Thift Store searching: The original dungeon crawling

When you're a hip SoCal surfer dude like me, you just gotta pick up your clothes, furniture, electronics and CD's at your local thrift stores. The absolute variety and varying quality of the merchandise makes every visit an adventure, with tons of garbage obscuring the best treasures at prices lower than you could get online.

Before I explain my love for the second hand store, I must confess something personal. I am not the skinniest dude on the boardwalk. I tend to size up way more often than down.(What can I say? I like Jujyfruits and they like me.) Sears, my go-to department store, usually carries clothes designed for more stuck-up guys. The thrift store, however, is a completely different world. No two of the same shirt. No different sizes. What you see is what you get. I understand that this might not be the best proposal, but if you don't set your prospects too high, you might be genuinely surprised with what you find. Vintage shirts, tacky printed tees, compilation cd's, and, if you're lucky, some electronics at great prices. The experience is similar to dungeon crawlers, with you navigating through an unfamiliar land looking for useful items.

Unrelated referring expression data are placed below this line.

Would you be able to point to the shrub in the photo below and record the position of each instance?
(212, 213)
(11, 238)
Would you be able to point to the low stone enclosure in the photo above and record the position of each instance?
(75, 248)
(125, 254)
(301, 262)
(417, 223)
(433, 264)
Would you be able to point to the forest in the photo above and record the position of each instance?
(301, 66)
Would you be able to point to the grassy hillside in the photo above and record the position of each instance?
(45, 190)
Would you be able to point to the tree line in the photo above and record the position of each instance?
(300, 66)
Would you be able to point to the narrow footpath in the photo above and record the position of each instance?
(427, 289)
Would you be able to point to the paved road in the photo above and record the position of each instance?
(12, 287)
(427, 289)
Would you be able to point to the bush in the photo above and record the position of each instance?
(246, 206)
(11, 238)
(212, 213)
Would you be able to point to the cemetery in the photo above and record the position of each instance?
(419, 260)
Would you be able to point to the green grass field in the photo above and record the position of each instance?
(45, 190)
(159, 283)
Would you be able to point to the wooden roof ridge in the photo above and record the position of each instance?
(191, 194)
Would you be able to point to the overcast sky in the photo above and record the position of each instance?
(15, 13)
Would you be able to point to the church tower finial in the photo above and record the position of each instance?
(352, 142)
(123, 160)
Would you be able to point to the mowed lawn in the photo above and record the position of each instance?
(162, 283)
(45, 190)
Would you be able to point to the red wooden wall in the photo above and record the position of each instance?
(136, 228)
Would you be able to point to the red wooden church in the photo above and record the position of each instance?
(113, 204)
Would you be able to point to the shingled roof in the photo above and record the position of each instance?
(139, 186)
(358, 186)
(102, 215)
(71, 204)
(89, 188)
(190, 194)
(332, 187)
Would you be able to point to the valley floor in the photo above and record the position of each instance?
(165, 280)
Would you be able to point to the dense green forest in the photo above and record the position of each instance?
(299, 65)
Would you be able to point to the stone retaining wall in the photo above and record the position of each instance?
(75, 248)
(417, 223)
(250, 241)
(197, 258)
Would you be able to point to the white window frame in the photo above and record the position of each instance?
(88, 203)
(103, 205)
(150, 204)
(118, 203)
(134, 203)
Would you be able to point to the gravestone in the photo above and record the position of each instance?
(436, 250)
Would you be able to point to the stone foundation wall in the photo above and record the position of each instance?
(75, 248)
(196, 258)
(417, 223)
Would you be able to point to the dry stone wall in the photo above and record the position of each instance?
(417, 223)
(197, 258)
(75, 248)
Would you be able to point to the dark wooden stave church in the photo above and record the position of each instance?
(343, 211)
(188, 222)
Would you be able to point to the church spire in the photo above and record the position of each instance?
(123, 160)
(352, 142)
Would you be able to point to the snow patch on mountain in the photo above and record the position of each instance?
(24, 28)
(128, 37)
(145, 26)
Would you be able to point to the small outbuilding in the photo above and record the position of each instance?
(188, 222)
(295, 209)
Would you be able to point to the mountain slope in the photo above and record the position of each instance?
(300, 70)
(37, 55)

Of course, not all journeys will be fruitful and prosperous. Places like Antique Stores and Fairs can jack the prices up to where the hunt isn't even worth it anymore(never pay 16 dollars for a mug, even if it has Snoopy on it). Scalpers at Flea markets (lookin at you, Wario) do the same thing. When looking for deals, it's good to look at places with less understanding of the object in question. If a seller knows an object's worth, they'll tend to mark up prices to ones akin to those on eBay. With that, you lose the part of thrift store searching that made it fun.If the object is worth the same price, what's the point? That's all I have to say about it. Eventually, i'll show some of the findings i've collected over time, including my Drawing Pad, GBA, and tons and tons of shirts. Peace out, Surfer Dudes.